Aux alentours de 15 h 30, jeudi 24 octobre, Mohammed Adam, un menuisier de 65 ans, a été démembré par un tir de mortier. L’obus est tombé dans la cour de sa maison alors qu’il se reposait, allongé sur un lit. Sa fille, Imane, était en train de lui apporter le café quand le préau a été soufflé. De la poussière dans les yeux, la jeune femme et son voisin, Oussama, ont ramassé les morceaux. Deux heures plus tard, sa dépouille mortelle emballée dans un linceul cheminait vers son dernier asile, portée par une poignée d’hommes dont les sandales s’enfonçaient dans la terre encore fraîche des tombes avoisinantes.

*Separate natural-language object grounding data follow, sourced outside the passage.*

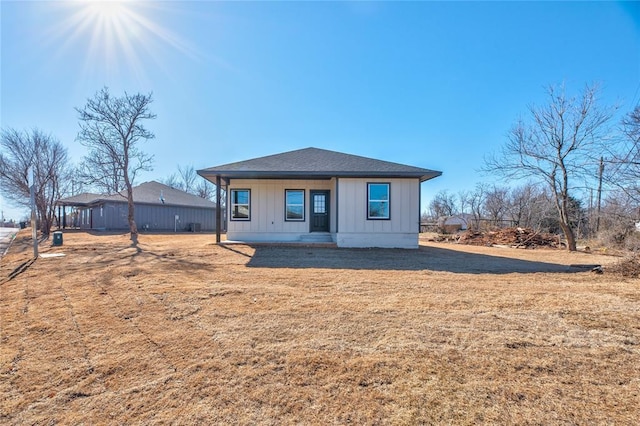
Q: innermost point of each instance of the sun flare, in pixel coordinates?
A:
(117, 38)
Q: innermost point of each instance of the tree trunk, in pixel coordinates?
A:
(569, 235)
(133, 228)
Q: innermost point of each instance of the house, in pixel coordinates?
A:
(158, 207)
(316, 195)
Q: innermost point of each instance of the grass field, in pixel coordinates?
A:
(185, 331)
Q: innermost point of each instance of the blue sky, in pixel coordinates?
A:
(430, 84)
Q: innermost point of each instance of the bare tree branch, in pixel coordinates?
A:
(111, 128)
(561, 143)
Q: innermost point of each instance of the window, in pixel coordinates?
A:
(240, 204)
(378, 200)
(294, 204)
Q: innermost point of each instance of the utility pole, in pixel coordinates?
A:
(601, 171)
(34, 230)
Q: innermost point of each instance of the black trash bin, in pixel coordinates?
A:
(57, 238)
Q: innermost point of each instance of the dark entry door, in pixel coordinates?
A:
(319, 211)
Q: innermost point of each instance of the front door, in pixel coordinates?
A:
(319, 211)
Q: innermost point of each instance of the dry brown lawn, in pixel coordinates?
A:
(184, 331)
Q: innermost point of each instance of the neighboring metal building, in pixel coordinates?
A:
(158, 207)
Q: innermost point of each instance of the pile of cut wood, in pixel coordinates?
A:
(510, 237)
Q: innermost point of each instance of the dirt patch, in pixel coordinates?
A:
(184, 330)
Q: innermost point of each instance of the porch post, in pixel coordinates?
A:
(218, 212)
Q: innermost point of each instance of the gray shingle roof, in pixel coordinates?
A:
(145, 193)
(315, 163)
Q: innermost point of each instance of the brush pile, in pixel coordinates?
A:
(511, 237)
(629, 267)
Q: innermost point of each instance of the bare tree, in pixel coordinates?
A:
(111, 128)
(48, 160)
(442, 205)
(475, 202)
(557, 147)
(496, 204)
(627, 170)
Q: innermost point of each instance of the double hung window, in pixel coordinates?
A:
(294, 204)
(378, 196)
(240, 204)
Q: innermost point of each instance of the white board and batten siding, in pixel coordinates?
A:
(399, 231)
(268, 210)
(348, 221)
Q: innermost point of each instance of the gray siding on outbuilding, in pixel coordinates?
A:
(113, 216)
(162, 217)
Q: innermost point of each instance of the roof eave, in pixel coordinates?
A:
(234, 174)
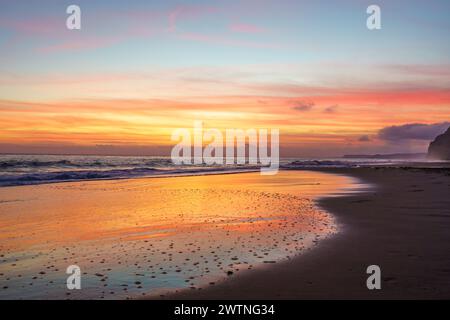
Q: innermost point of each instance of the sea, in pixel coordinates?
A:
(16, 170)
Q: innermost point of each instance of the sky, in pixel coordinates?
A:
(137, 70)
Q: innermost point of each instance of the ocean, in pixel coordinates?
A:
(16, 170)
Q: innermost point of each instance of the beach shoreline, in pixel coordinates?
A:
(401, 225)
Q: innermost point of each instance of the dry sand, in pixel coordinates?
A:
(403, 226)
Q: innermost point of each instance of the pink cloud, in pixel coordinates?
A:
(187, 12)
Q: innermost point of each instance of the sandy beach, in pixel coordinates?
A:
(296, 235)
(402, 226)
(153, 236)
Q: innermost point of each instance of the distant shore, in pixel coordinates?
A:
(402, 226)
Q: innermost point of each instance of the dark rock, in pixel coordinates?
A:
(439, 149)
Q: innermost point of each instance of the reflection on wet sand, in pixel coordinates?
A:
(153, 236)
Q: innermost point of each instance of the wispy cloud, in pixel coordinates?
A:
(246, 28)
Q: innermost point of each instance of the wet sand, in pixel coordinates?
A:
(151, 237)
(403, 225)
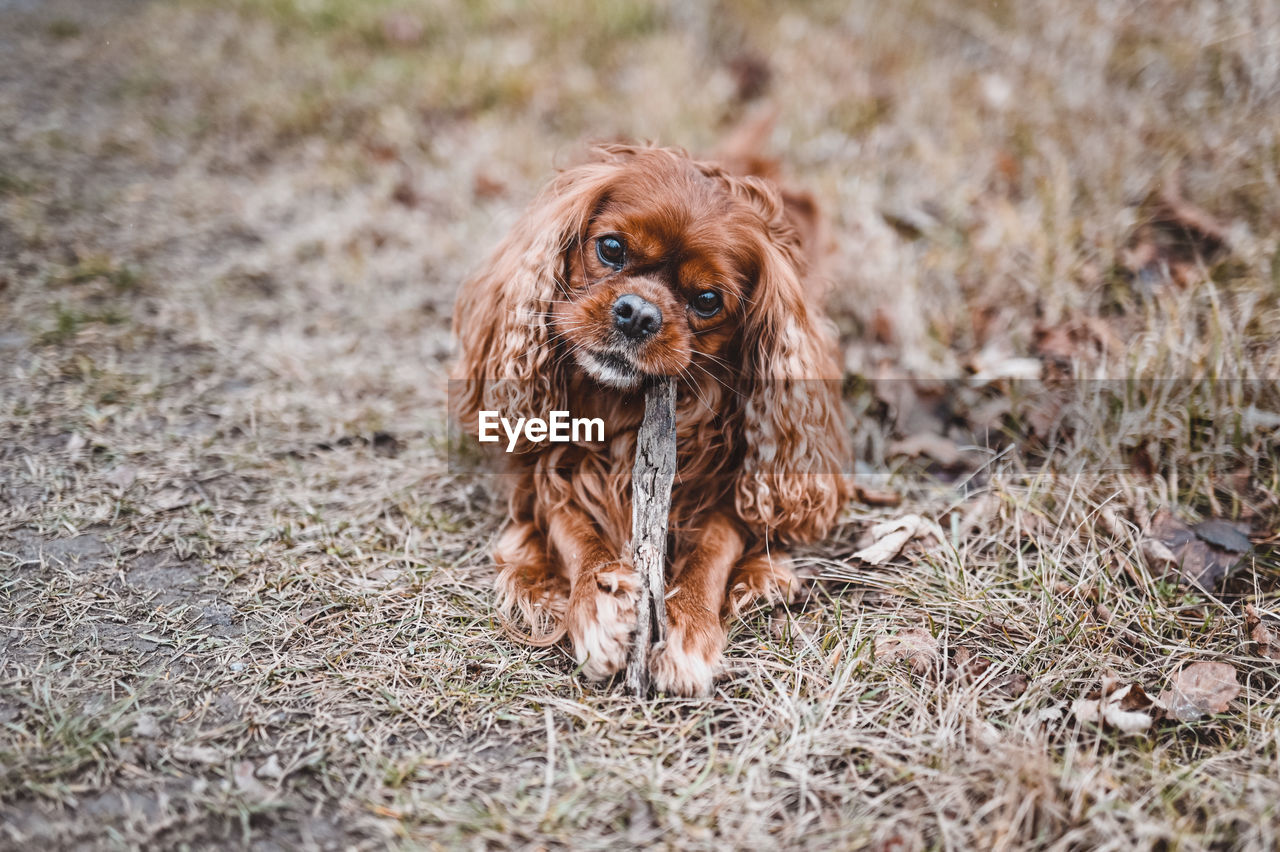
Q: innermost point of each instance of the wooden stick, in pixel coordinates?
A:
(650, 509)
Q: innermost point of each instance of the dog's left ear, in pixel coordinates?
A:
(506, 360)
(794, 480)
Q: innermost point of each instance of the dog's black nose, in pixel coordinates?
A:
(636, 317)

Pas d’oraison funèbre. Juste la duaa, la prière, dite par le superviseur des lieux, Abdeen Dirma, un colosse à la voix caverneuse. « Ces jours-ci, on enterre de plus en plus de morts à cause de l’artillerie », constate-t-il sobrement.
Le mois d’octobre a été l’un des plus meurtriers pour les civils soudanais depuis le début de la guerre, en avril 2023, entre les forces armées soudanaises (FAS), dirigées par le général Abdel Fattah Abdelrahman Al-Bourhane, et les milices paramilitaires des Forces de soutien rapide (FSR), menées par le général Mohammed Hamdan Daglo, alias « Hemetti ». A Khartoum, les paramilitaires pilonnent les zones contrôlées par l’armée régulière. Chaque jour, des munitions tombent à l’aveugle sur des habitations, des terrains de football et des écoles peuplées de personnes déplacées par les combats. En face, l’aviation des FAS accentue ses bombardements sur les positions ennemies, causant des dizaines de morts parmi les civils.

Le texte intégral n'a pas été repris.